一方まだ名前を名乗れてない少年の顔は寝ているにも関わらず険しくなっていた。
「……お姉さん……おちゃ…………いかないで……」
「……コイツは起こさなくても良くねぇ?」
口調が荒い小柄の少年、津野波風が小さく呟く。
それを批判する声が聞こえないことから、恐らく残りの三人も同じ考えなのだろう。
「でもでもぉ、日瑠音ちゃんは起こさないといけないよねぇ?」
「……あ……だ……と……」
愛くるしい少女の姉小路りりの発言に反応したのは、体全体が大きめの少女の津野風波だった。
風波の聞き取れない小さな声を波風が通訳する。
「駄菓子の匂いで起きるんじゃないか?ってさ」
「駄菓子?……あぁ、白尾は自己紹介の時に駄菓子が好きと言っていたな」
翻訳した波風の言葉に納得したのは笹沢立花だ。
日瑠音は確かに自己紹介で駄菓子が好きだと言っており、彼女を起こすには有効な手段かもしれないと四人は考える。
「……で?誰が駄菓子持ってんだ?俺ぁ持ってねーぞ」
波風の発言に答える者は居ない。
誰も駄菓子を持っていないことに気がついた四人は互いに顔を見合わせた。
「んー……これさぁ、起こす方法ないんじゃないかなぁ」
りりの発言はあまりに事実だった。
どれだけ声をかけても起きず、有効だと思った手段は肝心の駄菓子が無いので実行出来ない。
四人が困り果てたその時、教室内に着信音が響いた。
「……誰だ?」
「えー?私じゃないけどぉ」
「俺でもねぇな、風波のとも違う」
互いの言葉を聞き、四人は自然と睡眠中の二人に目を向ける。
よく見ると日瑠音のポケットが小さく振動していた。
四人は日瑠音にかかってきた電話に出る必要は無く、自然と音が鳴り止むのを待っていた。

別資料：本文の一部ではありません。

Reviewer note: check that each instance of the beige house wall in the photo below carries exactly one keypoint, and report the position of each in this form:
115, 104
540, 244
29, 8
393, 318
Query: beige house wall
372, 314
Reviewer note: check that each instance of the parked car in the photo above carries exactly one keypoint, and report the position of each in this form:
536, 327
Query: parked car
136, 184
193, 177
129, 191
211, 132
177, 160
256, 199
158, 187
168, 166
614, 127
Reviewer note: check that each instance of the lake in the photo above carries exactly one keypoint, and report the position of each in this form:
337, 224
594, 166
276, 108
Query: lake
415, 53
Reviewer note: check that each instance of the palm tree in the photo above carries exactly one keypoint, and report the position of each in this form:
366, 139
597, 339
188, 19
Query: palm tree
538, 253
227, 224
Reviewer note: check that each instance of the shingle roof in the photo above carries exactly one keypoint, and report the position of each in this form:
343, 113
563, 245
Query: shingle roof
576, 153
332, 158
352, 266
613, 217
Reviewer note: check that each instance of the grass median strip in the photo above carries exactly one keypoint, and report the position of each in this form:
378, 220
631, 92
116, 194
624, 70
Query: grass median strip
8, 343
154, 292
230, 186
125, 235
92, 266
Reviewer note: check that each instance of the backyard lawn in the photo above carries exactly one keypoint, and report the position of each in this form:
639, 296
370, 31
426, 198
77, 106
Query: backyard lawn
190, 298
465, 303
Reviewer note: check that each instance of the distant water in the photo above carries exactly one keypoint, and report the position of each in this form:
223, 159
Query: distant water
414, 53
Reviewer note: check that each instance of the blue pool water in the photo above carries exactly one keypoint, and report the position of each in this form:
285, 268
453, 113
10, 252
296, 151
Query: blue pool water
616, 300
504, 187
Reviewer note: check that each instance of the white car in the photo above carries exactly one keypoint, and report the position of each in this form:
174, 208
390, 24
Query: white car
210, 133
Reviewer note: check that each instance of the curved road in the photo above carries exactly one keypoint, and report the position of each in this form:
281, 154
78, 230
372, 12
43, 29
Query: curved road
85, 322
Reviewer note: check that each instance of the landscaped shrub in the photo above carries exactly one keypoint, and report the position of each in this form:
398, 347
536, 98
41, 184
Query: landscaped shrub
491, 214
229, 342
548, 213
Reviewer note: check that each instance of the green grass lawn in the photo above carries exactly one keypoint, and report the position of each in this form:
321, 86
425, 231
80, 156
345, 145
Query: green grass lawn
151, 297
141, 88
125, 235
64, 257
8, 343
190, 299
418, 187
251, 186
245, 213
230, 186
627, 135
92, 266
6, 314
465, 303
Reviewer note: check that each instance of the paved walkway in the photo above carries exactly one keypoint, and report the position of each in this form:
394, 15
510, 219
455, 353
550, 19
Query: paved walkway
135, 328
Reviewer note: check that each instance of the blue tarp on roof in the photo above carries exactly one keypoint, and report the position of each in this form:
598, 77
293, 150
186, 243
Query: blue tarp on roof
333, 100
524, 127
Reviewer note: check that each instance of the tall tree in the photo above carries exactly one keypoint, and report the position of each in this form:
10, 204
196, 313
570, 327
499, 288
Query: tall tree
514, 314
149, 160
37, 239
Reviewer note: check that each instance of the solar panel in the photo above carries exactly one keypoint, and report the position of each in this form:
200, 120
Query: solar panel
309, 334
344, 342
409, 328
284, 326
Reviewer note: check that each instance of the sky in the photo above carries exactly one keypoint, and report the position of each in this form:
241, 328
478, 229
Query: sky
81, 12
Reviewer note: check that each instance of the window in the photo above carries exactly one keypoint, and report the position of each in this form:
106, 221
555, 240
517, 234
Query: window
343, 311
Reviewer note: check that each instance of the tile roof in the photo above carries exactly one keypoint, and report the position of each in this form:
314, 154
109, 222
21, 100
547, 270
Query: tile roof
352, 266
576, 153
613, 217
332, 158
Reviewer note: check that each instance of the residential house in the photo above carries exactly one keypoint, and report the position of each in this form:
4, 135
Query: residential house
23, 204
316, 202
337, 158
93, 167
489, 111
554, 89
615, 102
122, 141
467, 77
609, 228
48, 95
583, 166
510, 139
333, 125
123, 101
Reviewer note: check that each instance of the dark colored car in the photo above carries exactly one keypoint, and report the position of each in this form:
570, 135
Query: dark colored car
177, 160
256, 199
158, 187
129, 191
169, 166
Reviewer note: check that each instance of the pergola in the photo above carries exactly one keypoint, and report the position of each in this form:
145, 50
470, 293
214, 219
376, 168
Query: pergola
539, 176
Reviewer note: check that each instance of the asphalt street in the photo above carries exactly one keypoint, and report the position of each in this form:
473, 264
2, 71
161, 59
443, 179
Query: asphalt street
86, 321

すると数秒後、着信音が止まり留守番メッセージの録音状態に入った。
「こら日瑠音!いつまで外にいる気!?早く帰って来なさい!」
教室内に日瑠音のケータイに保存された留守番メッセージの音声が響く。
その時、風波が聞き取れない声で呟いた。
「……こ……け……ば…………」
「今電話かけたこの人にかけ直せば迎えに来てくれるかも……ってさ」
当たり前のように波風が翻訳し、立花は感心したように腕を組む。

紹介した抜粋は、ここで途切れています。